Predicted white-light solar flare emission from the F-CHROMA grid of models

Abstract

Much of a solar flare's energy is thought to be released in the continuum. The optical continuum (white light) is of special interest due to the ability to observe it from the ground. We aim to investigate the prevalence of white-light (WL) emissions in simulations of purely electron beam-driven solar flares, what determines the occurrence of these enhancements, and the underlying causes. We utilized the F-CHROMA grid of flare simulations created using the radiative hydrodynamics code RADYN. We probed the spectral index, total energy, and low-energy cutoff to draw conclusions about their relationships to the white-light intensity. Furthermore, we calculated the 6684 Å continuum intensities, the Balmer, and the Paschen ratios.
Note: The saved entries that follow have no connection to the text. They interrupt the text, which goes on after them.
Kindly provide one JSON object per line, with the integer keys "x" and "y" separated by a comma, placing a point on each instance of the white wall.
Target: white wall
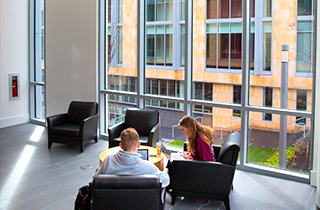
{"x": 14, "y": 59}
{"x": 70, "y": 47}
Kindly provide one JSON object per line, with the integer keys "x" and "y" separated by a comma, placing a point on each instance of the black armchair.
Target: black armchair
{"x": 206, "y": 179}
{"x": 146, "y": 123}
{"x": 127, "y": 192}
{"x": 76, "y": 127}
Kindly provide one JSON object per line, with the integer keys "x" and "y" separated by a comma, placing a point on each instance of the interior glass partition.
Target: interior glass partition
{"x": 37, "y": 62}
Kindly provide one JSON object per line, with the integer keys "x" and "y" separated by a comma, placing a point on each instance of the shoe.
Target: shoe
{"x": 201, "y": 202}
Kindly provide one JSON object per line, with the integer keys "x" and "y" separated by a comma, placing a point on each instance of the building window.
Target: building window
{"x": 163, "y": 87}
{"x": 182, "y": 48}
{"x": 267, "y": 29}
{"x": 304, "y": 46}
{"x": 203, "y": 91}
{"x": 301, "y": 105}
{"x": 224, "y": 9}
{"x": 267, "y": 102}
{"x": 236, "y": 99}
{"x": 160, "y": 45}
{"x": 304, "y": 7}
{"x": 224, "y": 38}
{"x": 115, "y": 33}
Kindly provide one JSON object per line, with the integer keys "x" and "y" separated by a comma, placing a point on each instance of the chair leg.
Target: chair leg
{"x": 49, "y": 144}
{"x": 227, "y": 203}
{"x": 81, "y": 147}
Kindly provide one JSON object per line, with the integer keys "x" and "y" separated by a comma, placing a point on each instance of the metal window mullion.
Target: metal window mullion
{"x": 188, "y": 56}
{"x": 141, "y": 53}
{"x": 245, "y": 79}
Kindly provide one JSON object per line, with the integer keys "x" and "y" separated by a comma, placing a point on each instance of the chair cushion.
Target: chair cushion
{"x": 141, "y": 119}
{"x": 66, "y": 130}
{"x": 80, "y": 110}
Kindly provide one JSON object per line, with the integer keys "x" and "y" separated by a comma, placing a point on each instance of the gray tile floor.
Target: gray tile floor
{"x": 33, "y": 177}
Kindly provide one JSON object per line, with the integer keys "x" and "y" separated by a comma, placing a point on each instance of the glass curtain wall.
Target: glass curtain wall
{"x": 37, "y": 62}
{"x": 206, "y": 67}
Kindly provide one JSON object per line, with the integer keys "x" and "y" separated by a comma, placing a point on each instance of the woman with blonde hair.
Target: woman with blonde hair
{"x": 199, "y": 139}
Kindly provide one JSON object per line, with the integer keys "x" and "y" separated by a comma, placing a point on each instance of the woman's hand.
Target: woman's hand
{"x": 186, "y": 155}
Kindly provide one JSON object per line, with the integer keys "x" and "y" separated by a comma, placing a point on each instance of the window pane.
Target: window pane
{"x": 183, "y": 13}
{"x": 169, "y": 49}
{"x": 150, "y": 49}
{"x": 267, "y": 8}
{"x": 222, "y": 122}
{"x": 150, "y": 10}
{"x": 211, "y": 50}
{"x": 224, "y": 9}
{"x": 304, "y": 7}
{"x": 182, "y": 50}
{"x": 267, "y": 51}
{"x": 264, "y": 137}
{"x": 304, "y": 47}
{"x": 212, "y": 9}
{"x": 159, "y": 49}
{"x": 169, "y": 10}
{"x": 236, "y": 8}
{"x": 160, "y": 7}
{"x": 223, "y": 42}
{"x": 117, "y": 108}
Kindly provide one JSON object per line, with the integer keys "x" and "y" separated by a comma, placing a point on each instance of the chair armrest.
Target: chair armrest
{"x": 216, "y": 149}
{"x": 56, "y": 120}
{"x": 153, "y": 135}
{"x": 115, "y": 131}
{"x": 89, "y": 126}
{"x": 211, "y": 177}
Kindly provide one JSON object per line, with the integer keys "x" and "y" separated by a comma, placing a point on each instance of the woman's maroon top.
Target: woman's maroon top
{"x": 202, "y": 151}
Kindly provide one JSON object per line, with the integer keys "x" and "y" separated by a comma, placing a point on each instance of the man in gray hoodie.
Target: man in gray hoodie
{"x": 128, "y": 162}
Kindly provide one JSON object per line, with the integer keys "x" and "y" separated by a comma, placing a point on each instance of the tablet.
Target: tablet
{"x": 144, "y": 154}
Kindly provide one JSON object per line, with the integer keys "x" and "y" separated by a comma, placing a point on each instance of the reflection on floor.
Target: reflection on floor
{"x": 33, "y": 177}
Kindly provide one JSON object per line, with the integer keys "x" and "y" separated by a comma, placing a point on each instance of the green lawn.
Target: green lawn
{"x": 259, "y": 155}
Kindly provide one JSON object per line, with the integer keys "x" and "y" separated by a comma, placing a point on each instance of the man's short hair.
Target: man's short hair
{"x": 129, "y": 139}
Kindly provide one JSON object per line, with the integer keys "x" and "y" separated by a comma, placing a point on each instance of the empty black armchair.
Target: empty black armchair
{"x": 127, "y": 192}
{"x": 146, "y": 123}
{"x": 207, "y": 179}
{"x": 76, "y": 127}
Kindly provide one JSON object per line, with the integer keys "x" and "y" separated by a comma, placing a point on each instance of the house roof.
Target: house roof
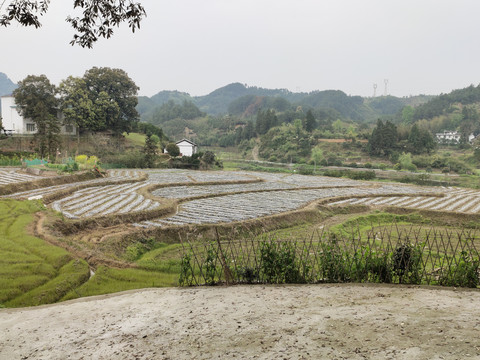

Finally, we analyzed two particular cases, one with high 6684 Å intensity and one with a large Balmer ratio, to determine the dominant mechanisms in these simulations. 33 of the 84 flares included in the F-CHROMA grid show white-light intensity enhancements that exceed 0.1% relative to the pre-flare level. We conclude that, with the parameters presented in the F-CHROMA grid, purely electron beam-driven simulations of solar flares are not able to reproduce observed WL enhancements, as the maximum enhancements in the grid are below 4%. The total energy (which is correlated with the maximum beam flux) is the main factor for deciding whether excess white-light emissions will be detectable. There is a linear relationship between the Balmer (and Paschen) ratio and the relative continuum increase. Both case studies show that during the time of maximum WL excess, hydrogen ionization and subsequent recombination in an optically thin medium is the dominant mechanism for WL continuum emission enhancements. Increased H$^-$ emission in the photosphere as a result of radiative backwarming becomes dominant during the declining phase of WL emissions in both case studies.

Figures (14)

• Figure 1: Light curves of $I_{c,rel}$, as well as intensities left and right of the Balmer jump for a WL and a non-WL case. Left: $I_{c,rel}$ as a function of time for the WL case $\mathrm{d3\_1.0e12\_20}$ and the non-WL case $\mathrm{d3\_1.0e11\_10}$. Right: Intensities blueward (at 3646.9 Å; solid lines) and redward (at 3647.1 Å; dashed lines) of the Balmer jump. In both panels, red indicates the WL case, whereas gray specifies the non-WL case.
• Figure 2: $I_{c,max}$ as a function of $E_c$, $d$, and $E_{tot}$ for all simulations included in the F-CHROMA grid. The values for $d$ have been divided into four distinct locations to avoid overlap and to show $E_{tot}$ corresponding to each simulation (indicated at the top). Dashed vertical lines indicate the border between the different spectral index values. The size corresponds to $I_{c,max}$, as indicated in the legend below the x-axis. Red indicates WL cases, whereas gray specifies non-WL cases. The cases used for the case studies are indicated with numbers 1 and 2.
• Figure 3: Scatter plots of the $R_{B,max}$ (top panel) and $R_{P,max}$ (middle panel) as a function of $I_{c,max}$. The bottom panel shows $R_{P,max}$ as a function of $R_{B,max}$. In all panels, red indicates WL cases, whereas gray specifies non-WL cases.
• Figure 4: $I_{c,rel}$ (top) and $R_B$ (bottom) as a function of time for the two cases $\mathrm{d4\_1.0e12\_20}$ ("case 1," dashed blue line) and $\mathrm{d3\_1.0e12\_25}$ ("case 2," dashed-triple-dotted magenta line).
• Figure 5: Beam heating term in the internal energy equation for case 1 (top panel) and case 2 (bottom panel) as a function of height and time. The scale is displayed as a color bar on the right side of each panel. The bin size in the space domain is 10 km, and 0.1 s in the time domain.